Lauren Carpenter
Dr. Ely
Term Paper
Bio 770
Oceanic Dispersal Plays a Key Role in the Divergence of Different Species
Oceanic dispersal has been an important contributor to biogeographic
patterns in various taxa. Oceanic dispersal occurs when an organism is transferred
from one landmass to another by crossing the sea on what is essentially a floating
island (Tolley et al. 2014). An example of a species that demonstrated this
phenomenon is the chameleon. The age of the species suggests they appeared postGondwanan break-up. Gondwanan was a part of Pangaea that broke off and
included Africa, Madagascar, South America, Australia, and Antarctica (Tolley et al.
2014). With this in mind, scientists observed that chameleons were located in
Africa and Madagascar.
Tolley et al. (2014) conducted a study to see from where chameleons
originated and how oceanic dispersal played a role in their migration. The authors
composed a dated phylogeny that used 6-13 markers for roughly 174 taxa that
represented more than 90 percent of all the chameleon species. In the study, Tolley
et al. (2014) used three different ancestral-state reconstruction mechanisms, which
included the Bayesian, DEC, and the Mesquite. The Bayesian analysis was used to
form the chameleon’s phylogenetic tree. The DEC was used to determine the time
constraints that were put on the dispersal of chameleons. The Mesquite was used to
reconstruct the ancestral habitats of the chameleons. The outcome of these analyses
was the conclusion that the Chameleon family most likely originated in Africa and
had two different oceanic dispersals to Madagascar.

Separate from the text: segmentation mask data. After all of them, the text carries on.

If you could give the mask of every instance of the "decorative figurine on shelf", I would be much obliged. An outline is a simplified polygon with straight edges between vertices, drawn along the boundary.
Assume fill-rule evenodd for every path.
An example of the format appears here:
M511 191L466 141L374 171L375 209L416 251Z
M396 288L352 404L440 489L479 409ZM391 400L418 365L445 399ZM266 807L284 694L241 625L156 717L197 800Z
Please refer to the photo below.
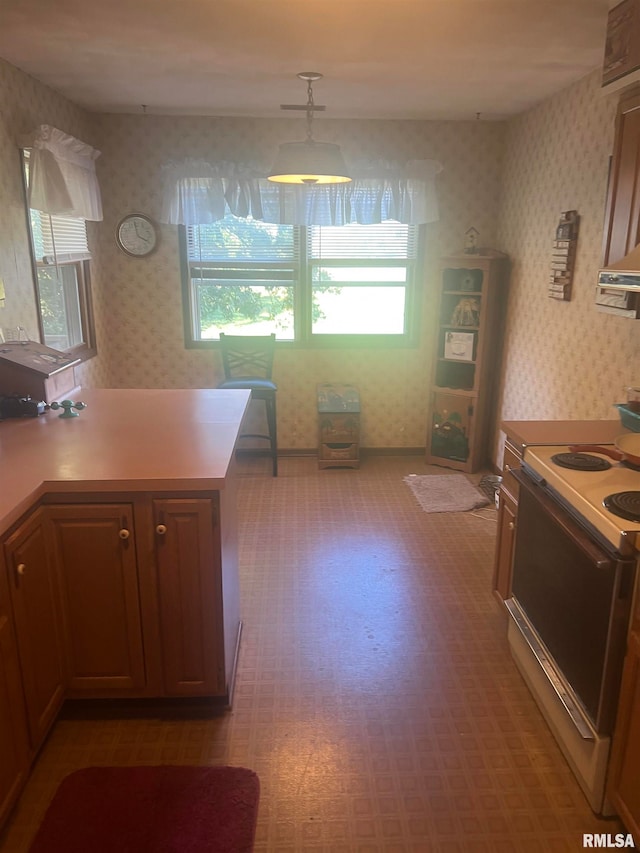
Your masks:
M52 403L51 408L64 409L62 414L58 415L59 418L77 418L78 413L87 408L87 404L80 402L80 400L77 403L74 403L73 400L63 400L61 403ZM77 409L78 411L72 412L72 409Z
M458 301L451 315L452 326L479 326L480 300L464 297Z
M480 232L471 226L465 231L464 234L464 253L465 255L477 255L480 251L478 247L478 237L480 236Z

Tolley et al. (2014) concluded that these two oceanic dispersals probably
occurred between the Paleocene and the Oligocene because the oceanic currents
present at that time were believed to have favored eastward dispersal. The
Paleocene is a geological series that occurred 66-56 million years ago and was
during the Paleogene Period in the modern Cenozoic Era (Zimmerman KA 2013).
The Oligocene is a geological series that occurred 33.9-23 million years ago and was
also during the Paleogene Period in the modern Cenozoic Era (Zimmerman KA
2013). When Tolley et al. (2014) examined the groups of organisms that are
considered to have evolved at the same time, also called clades, they observed that
the diversification of chameleons at the genus level took place in the Eocene (time
period between the Paleocene and Oligocene), while the species-level of
diversification occurred in the Oligocene. The point of this discovery was to show
that the chameleons diversified into new species after they were separated by
oceanic dispersal (Tolley et al. 2014).
Figure 1, taken from Tolley et al. (2014) study, is a chronogram of
chameleons. A chronogram is a phylogenic tree that shows evolutionary
relationships of different species based on their physical and genetic differences.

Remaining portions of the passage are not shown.